We just put a down payment for a 25RSS.







Yeah.

Anyways, when we go to pick it and up and sign all of our loan documents we need to decide if we should purchase the extended service contract. It is about $2,000. and lasts five years. It covers most of the major appliances. 
Not having been an Outback owner before, what do you think? Would you recommend it? 
We would love your help.
Thank you, Amy
(Southern California)


----------



## gregjoyal (Jan 25, 2005)

amylynne said:


> We just put a down payment for a 25RSS.
> 
> 
> 
> ...


Nope, not recommended... For $2000 you can fix most of the appliances that might break within that 5 years. Your regular warranties are:

Rubber roof - 12 years
Plumbing - 10 years
Furnace - 5 years
A/C - 2 years
Awning - 3 years
Microwave - 3 years
Refrigerator - 3 years
Water heater - 2 years
Smoke detector - 3 years
Water pump - 2 years
Fiberglass exterior - 2 years
Steel frame - 2 years
Axles - 2 years
TV antenna - 2 years
Stovetop range - 2 years
Toilet - 2 years
Countertop - 2 years

Everything else - 1 year

Oh, and congrats on the purchase.









Greg


----------



## Castle Rock Outbackers (Jan 18, 2004)

Don't do it. Big money maker for the dealer and insurance company.

Randy.


----------



## Moosegut (Sep 24, 2005)

What they said.


----------



## biga (Apr 17, 2006)

Also, watch the paperwork carefully. I know of a dealer near me (non-outback) that does not qualify you for the best interest rate if you do not purchase the maintenance plan.


----------



## GlenninTexas (Aug 11, 2004)

Personally I wouldn't do it, but it's an individual decision. If you want the extra peace of mind then you may want to conside it. What i'd do however is not sign up while your signing everyhing else. They may tell you you have to sign up before you take possesion, but that's BS. If you wnat it later, they'll sell it to you. Instead, request a copy of the warranty to take home and read. You can then take your time and evaluate the coverage and make a decision without the pressure.

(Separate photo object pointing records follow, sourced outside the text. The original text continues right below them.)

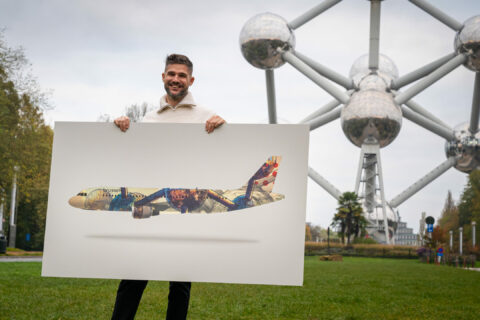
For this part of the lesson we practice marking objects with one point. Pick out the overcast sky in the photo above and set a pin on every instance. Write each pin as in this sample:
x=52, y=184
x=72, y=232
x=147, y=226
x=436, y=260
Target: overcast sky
x=100, y=56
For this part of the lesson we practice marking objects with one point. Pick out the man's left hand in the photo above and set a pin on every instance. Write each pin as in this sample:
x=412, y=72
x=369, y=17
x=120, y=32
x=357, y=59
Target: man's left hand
x=213, y=123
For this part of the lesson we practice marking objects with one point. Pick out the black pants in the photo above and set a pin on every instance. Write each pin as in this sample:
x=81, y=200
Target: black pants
x=130, y=292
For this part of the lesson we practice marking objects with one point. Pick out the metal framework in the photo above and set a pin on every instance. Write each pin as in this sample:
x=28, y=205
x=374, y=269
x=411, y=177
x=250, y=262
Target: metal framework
x=270, y=50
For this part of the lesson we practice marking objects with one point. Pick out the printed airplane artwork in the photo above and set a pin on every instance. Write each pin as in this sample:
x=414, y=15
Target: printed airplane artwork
x=147, y=202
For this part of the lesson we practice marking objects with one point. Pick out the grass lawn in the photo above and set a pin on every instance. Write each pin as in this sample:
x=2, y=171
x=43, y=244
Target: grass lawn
x=357, y=288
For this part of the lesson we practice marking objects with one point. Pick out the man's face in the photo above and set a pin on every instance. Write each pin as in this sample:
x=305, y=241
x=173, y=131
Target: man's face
x=177, y=79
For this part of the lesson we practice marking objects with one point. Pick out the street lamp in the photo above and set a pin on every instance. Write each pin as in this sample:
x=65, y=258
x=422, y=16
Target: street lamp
x=13, y=226
x=451, y=240
x=460, y=249
x=473, y=233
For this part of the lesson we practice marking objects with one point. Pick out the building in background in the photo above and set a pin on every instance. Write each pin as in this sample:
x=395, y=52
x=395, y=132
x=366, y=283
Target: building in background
x=405, y=236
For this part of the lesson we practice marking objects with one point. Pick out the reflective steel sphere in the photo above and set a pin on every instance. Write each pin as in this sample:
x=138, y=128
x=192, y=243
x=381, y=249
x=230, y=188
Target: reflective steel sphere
x=386, y=69
x=371, y=116
x=466, y=147
x=468, y=40
x=260, y=38
x=375, y=220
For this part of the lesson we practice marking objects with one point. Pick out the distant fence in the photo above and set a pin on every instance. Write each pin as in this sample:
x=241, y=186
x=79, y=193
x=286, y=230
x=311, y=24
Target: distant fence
x=361, y=250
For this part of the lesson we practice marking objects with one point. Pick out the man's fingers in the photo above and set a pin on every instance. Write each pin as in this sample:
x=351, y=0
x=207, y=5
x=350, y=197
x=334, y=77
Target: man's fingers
x=123, y=123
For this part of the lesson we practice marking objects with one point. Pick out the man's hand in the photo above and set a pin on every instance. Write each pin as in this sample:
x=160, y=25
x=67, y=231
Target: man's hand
x=213, y=123
x=122, y=122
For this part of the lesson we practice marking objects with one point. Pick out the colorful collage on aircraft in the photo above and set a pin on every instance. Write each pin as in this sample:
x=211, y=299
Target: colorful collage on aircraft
x=147, y=202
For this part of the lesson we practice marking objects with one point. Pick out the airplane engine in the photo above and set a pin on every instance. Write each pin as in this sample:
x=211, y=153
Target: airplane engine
x=142, y=212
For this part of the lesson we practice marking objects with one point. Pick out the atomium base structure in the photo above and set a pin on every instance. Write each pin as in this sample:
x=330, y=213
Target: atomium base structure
x=372, y=106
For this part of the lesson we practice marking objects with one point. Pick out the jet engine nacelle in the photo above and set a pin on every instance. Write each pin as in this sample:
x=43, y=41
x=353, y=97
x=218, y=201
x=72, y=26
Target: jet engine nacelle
x=142, y=212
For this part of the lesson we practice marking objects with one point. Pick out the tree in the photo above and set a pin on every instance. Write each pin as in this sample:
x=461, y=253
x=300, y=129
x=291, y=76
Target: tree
x=308, y=234
x=349, y=218
x=136, y=112
x=17, y=69
x=26, y=142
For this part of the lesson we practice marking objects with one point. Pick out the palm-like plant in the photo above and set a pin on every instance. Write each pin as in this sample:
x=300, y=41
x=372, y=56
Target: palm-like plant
x=349, y=219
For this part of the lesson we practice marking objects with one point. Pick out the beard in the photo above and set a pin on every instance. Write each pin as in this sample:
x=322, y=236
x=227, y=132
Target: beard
x=178, y=96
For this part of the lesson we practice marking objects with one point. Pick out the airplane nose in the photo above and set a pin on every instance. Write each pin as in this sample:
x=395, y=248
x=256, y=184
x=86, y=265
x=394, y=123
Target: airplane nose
x=77, y=202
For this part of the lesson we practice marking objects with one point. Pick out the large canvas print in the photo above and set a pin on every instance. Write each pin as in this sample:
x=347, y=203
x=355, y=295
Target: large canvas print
x=171, y=202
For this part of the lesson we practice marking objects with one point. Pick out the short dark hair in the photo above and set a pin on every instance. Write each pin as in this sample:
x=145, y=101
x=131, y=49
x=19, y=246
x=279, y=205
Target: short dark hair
x=175, y=58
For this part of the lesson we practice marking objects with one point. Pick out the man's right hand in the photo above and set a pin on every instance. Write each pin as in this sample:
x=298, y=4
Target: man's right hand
x=122, y=122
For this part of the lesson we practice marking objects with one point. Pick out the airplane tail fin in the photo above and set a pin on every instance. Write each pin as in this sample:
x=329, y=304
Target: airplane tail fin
x=264, y=178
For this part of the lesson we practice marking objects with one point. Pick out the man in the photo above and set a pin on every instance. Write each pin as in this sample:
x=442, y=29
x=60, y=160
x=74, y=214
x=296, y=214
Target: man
x=176, y=106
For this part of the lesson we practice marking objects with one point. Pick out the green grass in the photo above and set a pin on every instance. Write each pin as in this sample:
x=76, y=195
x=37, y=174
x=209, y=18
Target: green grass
x=357, y=288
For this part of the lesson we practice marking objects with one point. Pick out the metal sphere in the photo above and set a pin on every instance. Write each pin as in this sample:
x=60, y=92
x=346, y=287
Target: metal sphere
x=466, y=147
x=371, y=116
x=260, y=38
x=387, y=70
x=468, y=40
x=375, y=222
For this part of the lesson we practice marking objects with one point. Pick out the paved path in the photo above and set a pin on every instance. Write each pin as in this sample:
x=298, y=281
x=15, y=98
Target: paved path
x=21, y=259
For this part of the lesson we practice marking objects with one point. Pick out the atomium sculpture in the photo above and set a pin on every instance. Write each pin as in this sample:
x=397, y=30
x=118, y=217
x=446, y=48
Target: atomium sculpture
x=372, y=106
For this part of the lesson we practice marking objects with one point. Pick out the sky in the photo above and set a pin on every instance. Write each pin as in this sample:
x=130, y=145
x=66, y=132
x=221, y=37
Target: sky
x=98, y=57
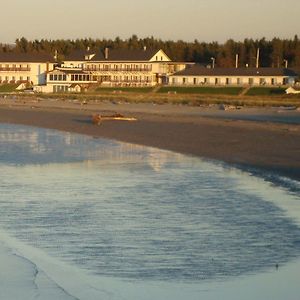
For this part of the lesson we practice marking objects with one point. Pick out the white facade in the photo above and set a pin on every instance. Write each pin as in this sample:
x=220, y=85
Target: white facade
x=31, y=72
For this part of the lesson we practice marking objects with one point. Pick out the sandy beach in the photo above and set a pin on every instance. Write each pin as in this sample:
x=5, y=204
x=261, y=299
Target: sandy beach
x=231, y=136
x=202, y=131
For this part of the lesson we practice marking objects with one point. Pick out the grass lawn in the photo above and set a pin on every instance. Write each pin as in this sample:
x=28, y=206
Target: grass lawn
x=201, y=90
x=124, y=89
x=8, y=88
x=266, y=91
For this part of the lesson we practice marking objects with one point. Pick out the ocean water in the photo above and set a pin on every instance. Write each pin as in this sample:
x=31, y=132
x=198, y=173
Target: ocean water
x=136, y=218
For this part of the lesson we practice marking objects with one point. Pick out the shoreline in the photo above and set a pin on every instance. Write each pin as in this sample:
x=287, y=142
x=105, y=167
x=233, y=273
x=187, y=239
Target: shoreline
x=198, y=131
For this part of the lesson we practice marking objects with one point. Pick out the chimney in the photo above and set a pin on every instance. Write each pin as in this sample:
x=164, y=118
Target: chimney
x=106, y=52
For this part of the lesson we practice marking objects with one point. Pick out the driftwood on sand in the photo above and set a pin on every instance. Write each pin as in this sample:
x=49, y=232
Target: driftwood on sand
x=97, y=118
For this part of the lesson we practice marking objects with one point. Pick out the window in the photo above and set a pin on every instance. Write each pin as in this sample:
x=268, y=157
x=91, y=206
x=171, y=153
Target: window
x=273, y=81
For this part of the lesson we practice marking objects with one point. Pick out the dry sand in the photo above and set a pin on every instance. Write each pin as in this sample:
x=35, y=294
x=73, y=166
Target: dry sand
x=190, y=130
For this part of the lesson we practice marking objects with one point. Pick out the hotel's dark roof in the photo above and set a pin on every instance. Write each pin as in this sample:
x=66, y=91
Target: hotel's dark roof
x=113, y=55
x=25, y=57
x=198, y=70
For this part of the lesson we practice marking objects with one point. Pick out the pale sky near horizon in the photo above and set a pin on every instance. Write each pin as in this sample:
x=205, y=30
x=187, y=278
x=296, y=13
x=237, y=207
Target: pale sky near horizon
x=204, y=20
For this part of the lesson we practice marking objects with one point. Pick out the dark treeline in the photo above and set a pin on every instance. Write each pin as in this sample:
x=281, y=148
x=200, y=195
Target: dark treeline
x=273, y=53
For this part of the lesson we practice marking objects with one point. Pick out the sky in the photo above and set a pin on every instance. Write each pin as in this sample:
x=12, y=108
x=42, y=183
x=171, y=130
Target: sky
x=204, y=20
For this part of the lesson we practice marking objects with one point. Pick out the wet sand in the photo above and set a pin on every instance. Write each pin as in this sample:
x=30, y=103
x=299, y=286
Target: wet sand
x=200, y=131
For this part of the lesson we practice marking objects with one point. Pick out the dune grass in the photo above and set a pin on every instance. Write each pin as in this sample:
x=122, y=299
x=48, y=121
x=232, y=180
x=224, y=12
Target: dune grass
x=124, y=89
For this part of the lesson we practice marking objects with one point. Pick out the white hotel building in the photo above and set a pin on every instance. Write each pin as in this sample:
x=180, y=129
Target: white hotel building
x=82, y=70
x=25, y=68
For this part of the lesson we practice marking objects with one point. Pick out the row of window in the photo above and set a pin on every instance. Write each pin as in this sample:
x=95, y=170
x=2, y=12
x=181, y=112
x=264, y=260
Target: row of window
x=14, y=78
x=88, y=78
x=14, y=66
x=118, y=67
x=227, y=81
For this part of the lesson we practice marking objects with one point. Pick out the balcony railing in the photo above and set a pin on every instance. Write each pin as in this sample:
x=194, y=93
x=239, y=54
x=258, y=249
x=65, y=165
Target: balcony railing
x=12, y=69
x=119, y=69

You said "covers MOST of the major appiances", find out exactly what is and isn't covered. Even on the covered appliances they may not cover the more expensive components.

Good luck. Oh and by the way print a copy of the PDI (Pre-delivery Inspection) and give the unit a thorough going over before you take it off the lot.

Welcome to Outbackers.
Regards, Glenn


----------



## PDX_Doug (Nov 16, 2004)

First of all...

action *Welcome to Outbackers, amylynne!* action 
I'm glad you found us!









As far as the extended warranty is concerned, I would recommend against it.

That said, we did buy one on ours (for about half what you quoted), for the same reasons. All those systems and the environment they have to live in, made it seem like a good deal. But the fact is, they are pretty reliable, and even if they need replacing after the initial warranty has expired, most of them are not that expensive. Furthermore, the 'restrictions' the extended warranty will put on the repair facility will limit who is willing to work on your Outback.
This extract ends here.